Although some radiobiologic data suggest that certain types of brachytherapy boosts (e.g., low dose rate) may provide a more efficacious outcome, the available clinical information is simply too weak to generate firm conclusions. Our current data do not provide any additional insight in this debate. Although patients treated with implants generally had worse prognostic factors, patient numbers were still too small to establish clear differences in outcome based on the type of boost. Krishnan et al. 23 reported that patients with an EIC achieved excellent rates of local control with an interstitial boost. The authors felt that these results were due to the superiority of interstitial brachytherapy in this setting. Again, these retrospective reports are clouded by the lack of a control group of patients with similar pretreatment prognostic factors. As a result, the advantages of brachytherapy in this setting remain uncertain.

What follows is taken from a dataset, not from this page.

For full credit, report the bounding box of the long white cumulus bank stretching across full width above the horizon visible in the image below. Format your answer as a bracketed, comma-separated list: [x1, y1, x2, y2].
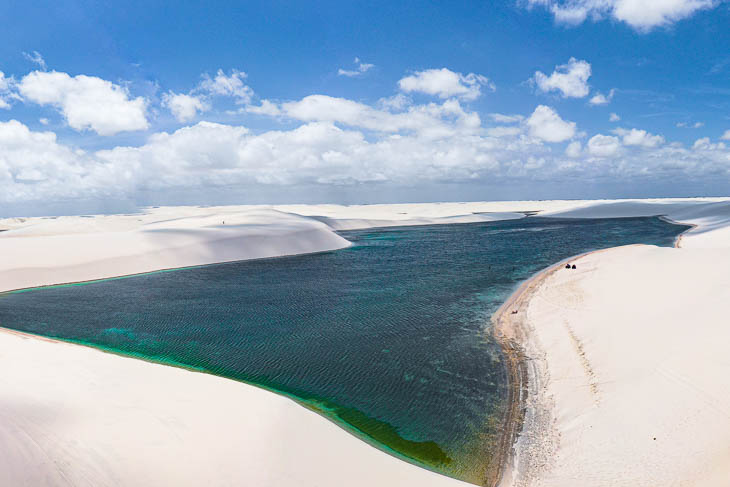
[0, 76, 730, 208]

Since recent data 3,4 suggest an increase in distant failure in patients who develop a local recurrence after BCT, the issues of tumor bed dose and outcome need to be further explored. In addition, since margins of excision appear to also affect long-term local control, 24,25 defining the interrelationships between margins of excision, total tumor bed dose, and the extent of resection is critical. Until such data are available, it seems logical to consider adding a boost to the tumor bed, particularly in patients with adverse findings.
Patients with stage I and II breast cancer undergoing BCT and judged to be candidates for tumor bed boosts can be effectively managed with electron beam, photon beam, or interstitial brachytherapy boosts. Long-term local control and cosmetic outcome are excellent regardless of which boost technique is used.
Acknowledgment: The authors thank Mamtha Balasubramaniam, M.P.H., for her assistance with statistical analysis and Vicky A. Dykes for her secretarial assistance with manuscript preparation.